BASTAARDS (voce olandese)
Popolazione di meticci, formatasi nella Colonia del Capo (Africa australe) dalle unioni di coloni bianchi, specialmente Boeri olandesi, con donne ottentotte, e non senza qualche infiltrazione di sangue bantu. All'inizio del sec. XIX questi ibridi, tenuti lontani tanto dalla popolazione bianca quanto dalle tribù indigene di Boscimani e Ottentotti, avevano le loro sedi principali nella parte nord-occidentale della colonia a sud dell'Orange. Per sfuggire alle depredazioni dei nomadi e all'ostilità dei Boeri, i Bastaards emigrarono in due riprese, nel 1830 e nel 1868, a nord dell'Orange, spargendosi con spostamenti varî, durati sino al 1874, soprattutto nel Gran Nama, e cioè nel territorio non ancora colonizzato dagli Europei, che doveva costituire l'Africa tedesca del sud-ovest. Essi si fissarono specialmente in quattro luoghi: Warmbad, Rietfontein (entrato poi a far parte del Kalahari britannico), Keetmanshoop e Rehoboth.
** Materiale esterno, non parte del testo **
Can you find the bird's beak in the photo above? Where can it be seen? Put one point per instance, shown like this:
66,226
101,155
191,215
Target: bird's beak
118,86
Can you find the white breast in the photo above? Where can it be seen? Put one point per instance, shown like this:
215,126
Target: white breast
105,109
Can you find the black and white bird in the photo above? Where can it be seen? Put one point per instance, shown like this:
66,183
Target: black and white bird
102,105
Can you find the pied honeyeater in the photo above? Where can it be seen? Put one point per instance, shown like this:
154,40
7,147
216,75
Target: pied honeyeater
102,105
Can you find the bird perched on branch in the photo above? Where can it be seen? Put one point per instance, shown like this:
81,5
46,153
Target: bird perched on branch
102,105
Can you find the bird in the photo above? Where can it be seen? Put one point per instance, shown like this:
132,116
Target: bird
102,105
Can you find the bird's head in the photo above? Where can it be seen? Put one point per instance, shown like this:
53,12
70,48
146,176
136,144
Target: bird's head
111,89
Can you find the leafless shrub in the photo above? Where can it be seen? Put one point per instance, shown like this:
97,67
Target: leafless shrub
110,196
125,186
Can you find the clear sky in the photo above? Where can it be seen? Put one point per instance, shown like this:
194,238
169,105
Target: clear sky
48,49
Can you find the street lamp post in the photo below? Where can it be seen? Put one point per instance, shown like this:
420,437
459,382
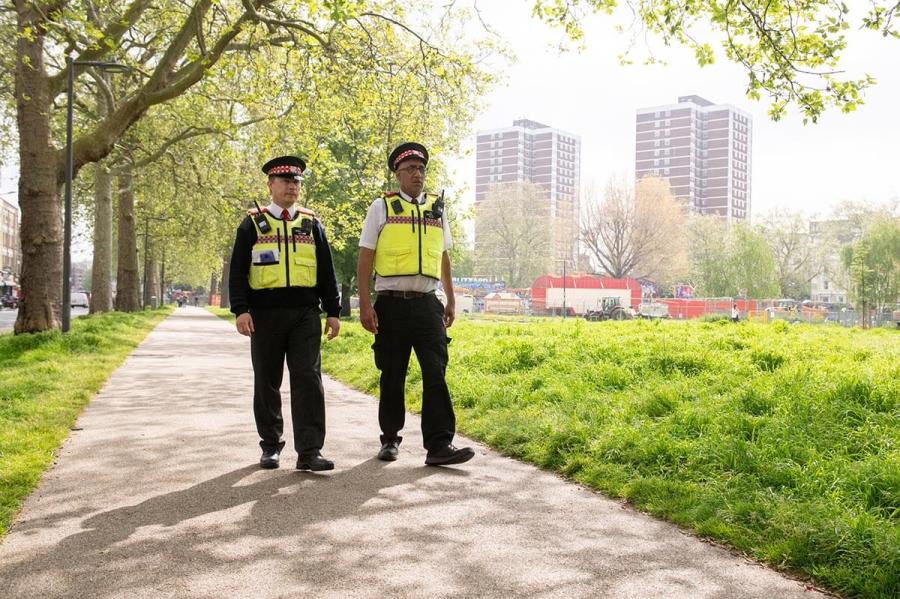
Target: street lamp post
110,67
565,308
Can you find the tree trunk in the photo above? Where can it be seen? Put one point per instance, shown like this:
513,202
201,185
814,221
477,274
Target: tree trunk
224,299
101,284
128,290
345,298
152,282
41,229
162,279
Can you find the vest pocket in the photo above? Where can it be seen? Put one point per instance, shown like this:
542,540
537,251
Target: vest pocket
433,266
398,259
264,277
304,271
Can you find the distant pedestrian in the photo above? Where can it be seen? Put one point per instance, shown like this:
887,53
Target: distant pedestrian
405,239
281,278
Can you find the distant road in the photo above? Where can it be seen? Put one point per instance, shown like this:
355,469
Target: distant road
8,318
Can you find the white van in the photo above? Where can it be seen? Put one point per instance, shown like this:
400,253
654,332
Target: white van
79,298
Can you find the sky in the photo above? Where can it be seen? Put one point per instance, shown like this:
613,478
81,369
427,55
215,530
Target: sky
807,168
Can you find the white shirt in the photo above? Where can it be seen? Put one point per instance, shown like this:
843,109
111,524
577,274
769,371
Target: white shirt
275,210
376,217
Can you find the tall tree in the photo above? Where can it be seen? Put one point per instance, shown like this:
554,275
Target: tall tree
637,232
790,50
173,46
730,260
797,257
513,234
873,264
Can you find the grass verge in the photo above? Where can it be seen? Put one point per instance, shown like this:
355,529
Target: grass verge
780,440
47,378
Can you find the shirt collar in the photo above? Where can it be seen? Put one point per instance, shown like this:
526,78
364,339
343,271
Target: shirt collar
410,199
275,210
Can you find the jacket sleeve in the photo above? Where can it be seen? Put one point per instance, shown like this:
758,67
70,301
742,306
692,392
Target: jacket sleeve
239,272
326,280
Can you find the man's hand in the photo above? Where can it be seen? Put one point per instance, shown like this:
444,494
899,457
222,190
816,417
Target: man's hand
368,317
449,314
244,324
332,327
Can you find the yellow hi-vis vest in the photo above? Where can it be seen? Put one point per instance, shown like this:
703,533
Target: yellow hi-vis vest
412,241
284,256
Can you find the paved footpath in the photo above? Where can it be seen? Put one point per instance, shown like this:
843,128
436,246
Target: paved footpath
156,493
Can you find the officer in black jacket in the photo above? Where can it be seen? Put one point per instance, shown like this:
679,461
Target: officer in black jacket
281,278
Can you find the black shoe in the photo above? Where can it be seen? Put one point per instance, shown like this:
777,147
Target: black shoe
448,454
314,461
269,458
389,450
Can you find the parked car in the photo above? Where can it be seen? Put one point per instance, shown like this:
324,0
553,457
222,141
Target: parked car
79,298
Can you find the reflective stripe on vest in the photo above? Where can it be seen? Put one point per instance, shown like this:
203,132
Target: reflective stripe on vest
283,255
409,243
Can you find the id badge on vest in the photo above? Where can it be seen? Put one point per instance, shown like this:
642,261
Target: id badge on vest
265,257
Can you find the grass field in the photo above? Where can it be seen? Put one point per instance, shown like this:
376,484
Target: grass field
45,381
780,440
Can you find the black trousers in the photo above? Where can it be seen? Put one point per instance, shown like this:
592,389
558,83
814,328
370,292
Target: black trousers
295,334
405,325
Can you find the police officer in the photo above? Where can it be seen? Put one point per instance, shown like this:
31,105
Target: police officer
405,238
281,278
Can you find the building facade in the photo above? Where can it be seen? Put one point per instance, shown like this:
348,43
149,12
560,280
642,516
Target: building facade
533,152
703,149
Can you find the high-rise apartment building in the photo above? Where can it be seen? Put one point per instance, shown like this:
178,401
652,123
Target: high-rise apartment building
536,153
703,149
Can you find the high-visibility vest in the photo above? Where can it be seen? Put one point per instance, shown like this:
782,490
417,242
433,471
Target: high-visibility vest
285,255
412,240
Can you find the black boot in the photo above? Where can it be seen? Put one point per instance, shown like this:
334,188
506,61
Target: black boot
448,454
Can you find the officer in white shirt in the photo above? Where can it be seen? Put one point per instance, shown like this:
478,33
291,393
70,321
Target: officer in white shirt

In quest'ultimo luogo è ancora il nucleo principale (2800 ind.) della massa emigrata nel 1868 sotto la guida del missionario Heidmann e del capitano Hermanus von Wyk. I Bastaards sono ormai cristiani e hanno adottate le fogge e i modi di esistenza dei Bianchi, sebbene in forme ridotte. È però molto usata, per l'abitazione, la capanna di tipo ottentotto, a cupola, coperta di stoffe o stuoie o terra. Evitano ogni miscela con gl'indigeni e sono piuttosto fieri del loro nome e della discendenza bianca. Sotto l'amministrazione tedesca i rapporti coi coloni europei erano buoni e le loro condizioni economiche in via di progresso. Come allevatori, e specialmente come giardinieri e barrocciai, varie famiglie di Bastaards hanno accumulato un notevole patrimonio. Rappresentando uno dei più interessanti esempi di ibridismo umano, che si manifesta anche al profano in una stragrande varietà di tipi, di fattezze e di colori, essi sono stati oggetto di particolare studio da parte dell'antropologo E. Fischer (v. ibridismo).
Bibl.: Gentz, Die Geschichte des südwestafrikanischen Bastardvolkes, in Globus, LXXXIV, Brunswick 1903; E. Fischer, Die Rehobother Bastards, Jena 1913.